The borrow market, by contrast, is entirely relaxed. Availability has actually expanded over the week, now running at roughly 2,350% of short interest — meaning the lending pool holds more than 23 shares available for every one currently borrowed. That has loosened further from the already-generous 2,411% reading in last week's note. Cost to borrow eased to 0.37%, its lowest point in the 30-day window. Short interest itself has continued its one-directional march lower, falling another 9.5% on the week to 5.3% of the free float — around 17.9 million shares, the lowest level since September 2025. The borrow market's message is simple: there is no incremental short pressure here, and whoever was short in April has largely gone home.

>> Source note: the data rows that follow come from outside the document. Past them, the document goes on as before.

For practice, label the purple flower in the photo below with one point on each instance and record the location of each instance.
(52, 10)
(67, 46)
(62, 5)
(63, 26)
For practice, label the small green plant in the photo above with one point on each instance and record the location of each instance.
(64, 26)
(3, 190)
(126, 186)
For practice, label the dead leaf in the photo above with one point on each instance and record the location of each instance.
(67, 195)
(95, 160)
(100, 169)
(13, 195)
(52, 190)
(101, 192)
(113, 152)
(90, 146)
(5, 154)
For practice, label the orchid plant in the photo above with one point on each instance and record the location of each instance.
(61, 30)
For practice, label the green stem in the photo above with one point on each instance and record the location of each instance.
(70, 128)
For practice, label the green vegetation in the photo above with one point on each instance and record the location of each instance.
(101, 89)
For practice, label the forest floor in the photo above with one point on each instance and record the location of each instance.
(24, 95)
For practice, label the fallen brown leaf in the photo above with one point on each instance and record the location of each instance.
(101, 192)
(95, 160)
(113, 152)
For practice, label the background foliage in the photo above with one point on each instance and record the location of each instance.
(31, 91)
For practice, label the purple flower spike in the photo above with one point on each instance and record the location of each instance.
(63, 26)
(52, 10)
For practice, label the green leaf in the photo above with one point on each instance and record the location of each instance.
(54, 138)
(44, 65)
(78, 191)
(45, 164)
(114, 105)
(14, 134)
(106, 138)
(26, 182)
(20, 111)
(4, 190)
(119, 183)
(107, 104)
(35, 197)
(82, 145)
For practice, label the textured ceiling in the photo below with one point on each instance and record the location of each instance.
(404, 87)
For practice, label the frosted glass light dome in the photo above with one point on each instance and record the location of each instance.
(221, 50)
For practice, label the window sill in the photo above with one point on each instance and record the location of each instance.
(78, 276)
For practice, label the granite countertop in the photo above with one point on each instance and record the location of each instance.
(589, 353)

The Street remains broadly constructive, though the gap between targets and current price has compressed considerably. The consensus sits at Buy with a mean target near $484, implying roughly 27% upside from Tuesday's close. That mean is anchored by a cluster of $497–$500 targets from Goldman Sachs, JP Morgan, BofA, and Bernstein — all established in the immediate aftermath of the May 28 earnings print. Barclays remains the most aggressive at $550. The lone hold-rated analyst at Truist has a $360 target, a rare dissent that sits below where the stock is trading now. On valuation, the forward P/E has drifted to around 19.5x — up roughly 1.3 turns over the past month as the stock re-rated, though it eased modestly this week alongside the price pullback. EV/EBITDA has compressed to 13.3x, down more than five turns over the same 30-day window, a sign the re-rating has been partly absorbed. Factor scores show EPS momentum in the 96th percentile on a 30-day basis and 91st on 90 days — the earnings revision story remains very much alive.
Silver Lake's distribution program has added a layer of supply pressure that is worth naming. The firm and its affiliated vehicles sold across multiple tranches on June 5, with combined proceeds across the reported transactions running into the several millions at prices between $398 and $412. This continues a pattern in place since early June. Silver Lake remains the second-largest external holder with roughly 7.2% of shares; Michael Dell himself holds 45.3% and has not sold. The firm's selling is a normal private-equity liquidity event following a major repricing, but the consistency of the activity — and its alignment with the week's price weakness — keeps it on the watch list.
The earnings history adds useful context ahead of June 25. Dell's last two quarterly prints produced a 37.9% one-day move and a 19.9% one-day move respectively, both to the upside. The bar was low entering both reports; it is considerably higher now. The question that June 25 will force into the open is whether the AI server demand that drove the May 28 gap can sustain the new multiple — and whether Silver Lake will still be selling when the print lands.